In the second week of February there was a $1.5 billion inflow into US loan funds, 2.5% of total net assets, according to BAML. Indeed, average weekly inflows throughout 2013 have equalled 1.5% of total assets. Flows in Europe are starting to follow suit.
This intense focus on loans is a by-product of two things: investor nervousness around the impact on fixed income of interest rate rises and investor nervousness around bond market returns. "As there is more stress around duration risk and the fixed-income market becoming too tightly priced, loans look like terrific value – particularly in the US, where there is a greater prospect of rate rises as leading indicators are more positive," says Martin Horne, managing director at Babson Capital in London. "We were making the case for loans even when bond spreads were slightly wider than loan spreads," he says. "Bonds are largely unsecured and carry duration risk, loans are secured, with no duration risk."

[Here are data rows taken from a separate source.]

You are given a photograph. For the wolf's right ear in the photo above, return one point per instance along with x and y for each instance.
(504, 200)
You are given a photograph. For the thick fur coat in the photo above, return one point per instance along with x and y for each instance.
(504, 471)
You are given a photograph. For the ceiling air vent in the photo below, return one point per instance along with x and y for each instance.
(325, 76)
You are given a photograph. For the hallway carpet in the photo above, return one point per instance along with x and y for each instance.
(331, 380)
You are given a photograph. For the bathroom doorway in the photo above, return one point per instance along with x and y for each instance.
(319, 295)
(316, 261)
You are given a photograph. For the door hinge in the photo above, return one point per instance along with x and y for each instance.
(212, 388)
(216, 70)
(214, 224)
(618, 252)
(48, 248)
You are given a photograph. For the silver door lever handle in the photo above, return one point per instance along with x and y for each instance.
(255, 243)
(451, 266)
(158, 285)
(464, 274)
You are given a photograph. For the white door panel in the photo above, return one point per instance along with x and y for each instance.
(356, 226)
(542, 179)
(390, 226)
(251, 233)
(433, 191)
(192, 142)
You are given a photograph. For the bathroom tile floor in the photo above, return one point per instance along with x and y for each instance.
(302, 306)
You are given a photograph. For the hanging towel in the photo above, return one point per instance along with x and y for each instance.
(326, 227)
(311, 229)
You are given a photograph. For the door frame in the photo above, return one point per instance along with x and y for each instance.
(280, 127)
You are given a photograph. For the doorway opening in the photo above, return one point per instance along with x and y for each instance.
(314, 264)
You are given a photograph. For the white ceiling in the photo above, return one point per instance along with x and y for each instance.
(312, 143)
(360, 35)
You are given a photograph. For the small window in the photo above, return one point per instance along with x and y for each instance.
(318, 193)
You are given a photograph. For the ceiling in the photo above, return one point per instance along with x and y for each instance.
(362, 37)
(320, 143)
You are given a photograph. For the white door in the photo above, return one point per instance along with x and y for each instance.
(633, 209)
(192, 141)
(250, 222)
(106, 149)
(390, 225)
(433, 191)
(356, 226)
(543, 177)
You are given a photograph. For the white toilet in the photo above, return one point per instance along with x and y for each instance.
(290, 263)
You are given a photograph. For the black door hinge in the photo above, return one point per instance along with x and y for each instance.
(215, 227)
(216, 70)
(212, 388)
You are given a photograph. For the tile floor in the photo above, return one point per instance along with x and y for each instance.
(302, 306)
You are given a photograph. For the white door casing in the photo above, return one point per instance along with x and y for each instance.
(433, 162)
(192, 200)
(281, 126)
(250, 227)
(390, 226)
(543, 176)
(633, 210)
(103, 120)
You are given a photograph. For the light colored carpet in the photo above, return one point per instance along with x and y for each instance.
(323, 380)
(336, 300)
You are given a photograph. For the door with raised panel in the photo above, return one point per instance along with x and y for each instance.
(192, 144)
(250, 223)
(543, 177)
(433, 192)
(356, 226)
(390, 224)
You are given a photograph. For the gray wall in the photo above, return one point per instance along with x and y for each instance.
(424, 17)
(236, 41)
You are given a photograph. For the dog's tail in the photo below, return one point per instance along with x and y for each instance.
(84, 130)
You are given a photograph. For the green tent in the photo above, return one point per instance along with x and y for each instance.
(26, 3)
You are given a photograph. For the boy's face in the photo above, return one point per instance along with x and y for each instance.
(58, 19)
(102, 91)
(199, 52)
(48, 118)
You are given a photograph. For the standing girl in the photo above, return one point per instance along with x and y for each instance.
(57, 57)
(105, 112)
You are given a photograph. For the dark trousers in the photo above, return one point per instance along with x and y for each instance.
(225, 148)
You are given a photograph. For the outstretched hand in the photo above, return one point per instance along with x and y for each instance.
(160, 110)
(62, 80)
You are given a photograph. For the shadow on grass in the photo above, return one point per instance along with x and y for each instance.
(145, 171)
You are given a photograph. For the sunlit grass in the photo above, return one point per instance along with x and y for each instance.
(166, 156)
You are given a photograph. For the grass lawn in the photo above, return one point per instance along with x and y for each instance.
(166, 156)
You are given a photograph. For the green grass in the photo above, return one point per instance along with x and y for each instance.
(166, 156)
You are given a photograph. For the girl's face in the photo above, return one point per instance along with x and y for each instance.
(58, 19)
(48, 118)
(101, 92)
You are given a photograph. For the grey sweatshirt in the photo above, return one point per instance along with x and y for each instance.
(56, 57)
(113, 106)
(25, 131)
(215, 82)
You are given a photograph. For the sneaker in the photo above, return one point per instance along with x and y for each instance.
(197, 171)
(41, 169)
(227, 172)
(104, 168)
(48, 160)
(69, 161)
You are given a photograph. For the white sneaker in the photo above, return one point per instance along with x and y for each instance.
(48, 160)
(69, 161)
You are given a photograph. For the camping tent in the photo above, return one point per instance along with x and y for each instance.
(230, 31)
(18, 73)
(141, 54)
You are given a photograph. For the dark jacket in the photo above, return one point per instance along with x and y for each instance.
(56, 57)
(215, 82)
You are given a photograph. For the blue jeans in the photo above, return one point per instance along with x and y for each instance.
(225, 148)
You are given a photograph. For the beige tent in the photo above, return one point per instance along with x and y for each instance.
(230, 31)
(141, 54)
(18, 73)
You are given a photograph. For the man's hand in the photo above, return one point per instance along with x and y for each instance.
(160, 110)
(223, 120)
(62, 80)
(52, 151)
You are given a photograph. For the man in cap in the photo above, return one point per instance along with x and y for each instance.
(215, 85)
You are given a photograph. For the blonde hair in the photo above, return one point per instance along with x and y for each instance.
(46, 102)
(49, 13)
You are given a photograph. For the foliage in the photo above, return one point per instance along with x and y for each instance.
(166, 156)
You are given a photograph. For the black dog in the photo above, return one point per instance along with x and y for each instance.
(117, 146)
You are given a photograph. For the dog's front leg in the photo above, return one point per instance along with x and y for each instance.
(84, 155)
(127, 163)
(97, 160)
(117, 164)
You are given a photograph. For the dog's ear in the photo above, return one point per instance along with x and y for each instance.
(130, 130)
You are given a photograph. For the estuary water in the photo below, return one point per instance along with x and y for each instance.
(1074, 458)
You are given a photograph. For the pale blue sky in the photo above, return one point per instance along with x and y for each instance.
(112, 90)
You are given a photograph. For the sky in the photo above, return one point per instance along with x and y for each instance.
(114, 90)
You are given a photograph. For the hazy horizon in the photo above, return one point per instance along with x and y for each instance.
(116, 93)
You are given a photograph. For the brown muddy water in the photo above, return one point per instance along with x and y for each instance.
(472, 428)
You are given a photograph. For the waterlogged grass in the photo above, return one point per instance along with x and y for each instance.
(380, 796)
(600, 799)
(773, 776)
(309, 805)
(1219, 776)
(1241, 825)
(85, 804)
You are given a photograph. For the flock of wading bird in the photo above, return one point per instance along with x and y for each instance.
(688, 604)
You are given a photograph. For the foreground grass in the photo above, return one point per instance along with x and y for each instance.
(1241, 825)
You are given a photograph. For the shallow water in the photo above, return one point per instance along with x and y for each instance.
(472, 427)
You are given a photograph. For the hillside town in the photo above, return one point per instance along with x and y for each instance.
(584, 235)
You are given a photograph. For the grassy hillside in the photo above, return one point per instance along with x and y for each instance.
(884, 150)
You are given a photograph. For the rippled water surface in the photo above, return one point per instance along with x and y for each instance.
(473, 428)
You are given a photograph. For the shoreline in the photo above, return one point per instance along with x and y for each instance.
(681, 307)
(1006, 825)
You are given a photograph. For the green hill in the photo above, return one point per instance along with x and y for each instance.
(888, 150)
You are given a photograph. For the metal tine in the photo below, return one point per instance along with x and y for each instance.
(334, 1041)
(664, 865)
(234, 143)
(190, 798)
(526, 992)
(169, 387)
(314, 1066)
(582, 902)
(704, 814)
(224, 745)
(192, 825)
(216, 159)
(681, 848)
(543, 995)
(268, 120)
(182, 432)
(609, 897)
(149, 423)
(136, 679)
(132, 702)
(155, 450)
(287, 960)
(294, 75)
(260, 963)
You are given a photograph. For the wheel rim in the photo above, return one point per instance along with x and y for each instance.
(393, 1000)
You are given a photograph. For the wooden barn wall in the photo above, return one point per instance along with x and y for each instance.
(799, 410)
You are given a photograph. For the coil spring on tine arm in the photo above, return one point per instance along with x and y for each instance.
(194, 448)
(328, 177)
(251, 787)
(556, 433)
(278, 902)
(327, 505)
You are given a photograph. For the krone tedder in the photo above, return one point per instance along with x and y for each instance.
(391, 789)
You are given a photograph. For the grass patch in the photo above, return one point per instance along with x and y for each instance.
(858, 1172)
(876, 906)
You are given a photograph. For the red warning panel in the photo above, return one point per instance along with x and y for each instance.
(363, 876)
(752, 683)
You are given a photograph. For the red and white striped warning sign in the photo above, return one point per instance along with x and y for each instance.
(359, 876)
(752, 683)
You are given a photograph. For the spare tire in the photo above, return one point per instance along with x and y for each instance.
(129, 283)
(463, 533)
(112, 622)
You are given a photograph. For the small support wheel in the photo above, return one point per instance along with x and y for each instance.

Tripp Smith, senior managing director at the Blackstone Group and a founder of GSO Capital Partners, believes, however, that the market momentum is simply the by-product of the irrational pricing in leveraged finance. "If both products are offering similar yields, as they are at the moment, then investors should move into loans from high-yield bonds as they are senior in the structure and floating rate," he says, warning that, "investors are chasing yield in the high-yield market hoping that they can be the first one out if rates start to increase."